More than 200 million Americans are now fully vaccinated against COVID-19, a notable milestone reached as cases and hospitalizations increase again in the U.S. and the worrisome omicron variant continues rapidly spreading across the globe.
The new figure accounts for about 60.5% of the total population and encompasses all ages who are eligible to receive a vaccine, which is currently individuals as young as 5. The data from the U.S. Centers for Disease Control and Prevention also shows that nearly 50 million people have already received a booster dose.
White House officials noted the U.S. administered 12.5 million shots last week, the highest weekly total since May.
“That’s critical progress as we head into the winter and confront the new omicron variant,” White House coronavirus adviser Jeffrey Zients said.
New cases in the U.S. climbed from an average of nearly 95,000 a day on Nov. 22 to almost 119,000 a day this week, and hospitalizations are up 25% from a month ago. The increases are due almost entirely to the delta variant, though the omicron mutation has been detected in about 20 states and is sure to spread even more.
Deaths are running close to 1,600 a day on average, back up to where they were in October. And the overall U.S. death toll less than two years into the crisis could hit another heartbreaking milestone, 800,000, in a matter of days.
The situation is not as dire as last year’s holiday-season surge before the public had access to COVID-19 vaccines, but 60.5% of the population who are fully vaccinated have not been enough to prevent hot spots. The cold weather, Thanksgiving gatherings and a big rebound in holiday travel are all believed to be playing a role, along with public weariness with pandemic restrictions, health officials say.
At the same time, some states, notably in highly vaccinated New England but also in the Midwest, are grappling with some of the worst surges since the start of the pandemic. Hospitals are filling up and reacting by canceling non-urgent surgeries or taking other crisis measures, while states are strongly promoting boosters.
Despite one of the highest vaccination levels in the country — over 74% of the population fully vaccinated — Vermont is coping with its biggest surge yet. In the last week, new cases per day are up 54%, and the number of people in the hospital with COVID-19 has climbed 18%.
The virus is preying on those who haven’t gotten their shots: As of Tuesday, 90% of the COVID-19 patients in intensive care were unvaccinated.
“Obviously, it’s not where we want to be,” Gov. Phil Scott said Tuesday, calling the situation “extremely frustrating.”
Indiana has seen COVID-19 hospital admissions double in the last month and is approaching levels not seen since this time a year ago before vaccines were widely available.
Still, U.S. officials have continued to urge people to get vaccinated and to receive booster shots, as well as take precautions such as wearing masks when among strangers indoors, saying anything that helps protect against delta will also help protect against other variants.
Last week, Biden appealed for Americans to get their boosters and unveiled a plan that would require private insurers to cover the cost of at-home COVID-19 tests.

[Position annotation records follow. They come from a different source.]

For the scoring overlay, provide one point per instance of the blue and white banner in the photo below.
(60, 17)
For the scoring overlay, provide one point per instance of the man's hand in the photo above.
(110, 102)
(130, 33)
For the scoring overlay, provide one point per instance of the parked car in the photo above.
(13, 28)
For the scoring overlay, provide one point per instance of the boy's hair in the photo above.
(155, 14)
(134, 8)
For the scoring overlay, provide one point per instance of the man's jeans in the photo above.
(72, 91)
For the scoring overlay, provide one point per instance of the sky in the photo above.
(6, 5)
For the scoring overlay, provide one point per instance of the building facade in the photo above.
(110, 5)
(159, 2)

“Experts say the COVID-19 cases will continue to rise in the weeks ahead this winter, so we need to be ready,” Biden said during a visit to the National Institutes of Health in suburban Maryland after a briefing with scientific advisers.
The rule that private insurers cover at-home testing was being drafted, and details were still being worked out, officials said.

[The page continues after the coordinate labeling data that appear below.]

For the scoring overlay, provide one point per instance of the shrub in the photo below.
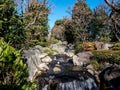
(110, 56)
(116, 46)
(13, 72)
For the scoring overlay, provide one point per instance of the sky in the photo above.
(61, 6)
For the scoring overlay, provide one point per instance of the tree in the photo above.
(99, 25)
(36, 21)
(11, 25)
(81, 16)
(115, 17)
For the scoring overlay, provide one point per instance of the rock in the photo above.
(36, 61)
(82, 58)
(99, 45)
(69, 54)
(43, 67)
(110, 78)
(106, 46)
(46, 59)
(56, 70)
(76, 61)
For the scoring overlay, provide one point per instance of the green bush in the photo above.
(13, 72)
(110, 56)
(116, 46)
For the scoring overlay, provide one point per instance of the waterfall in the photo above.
(69, 82)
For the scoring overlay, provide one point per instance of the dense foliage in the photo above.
(110, 56)
(36, 23)
(12, 69)
(11, 25)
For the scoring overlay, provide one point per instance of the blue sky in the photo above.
(59, 11)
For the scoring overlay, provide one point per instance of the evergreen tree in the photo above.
(36, 21)
(11, 25)
(100, 24)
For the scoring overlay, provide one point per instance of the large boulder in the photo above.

People insured by Medicare and Medicaid would not be eligible, but the White House said as many as 150 million people with private insurance would see easier and cheaper access to the at-home tests. The administration said it is making 50 million COVID-19 tests free for older people and other vulnerable groups for pickup at senior centers and community sites.
Meanwhile, the World Health Organization this week reiterated its advice to governments against the widespread use of boosters in their populations so that well-stocked countries instead can send doses to low-income countries that have largely lacked access to them.
“What is going to shut down disease is for everybody who is especially at risk of disease to become vaccinated,” said Dr. Kate O’Brien, head of WHO’s department of immunization, vaccines and biologicals. “We seem to be taking our eye off that ball in countries.”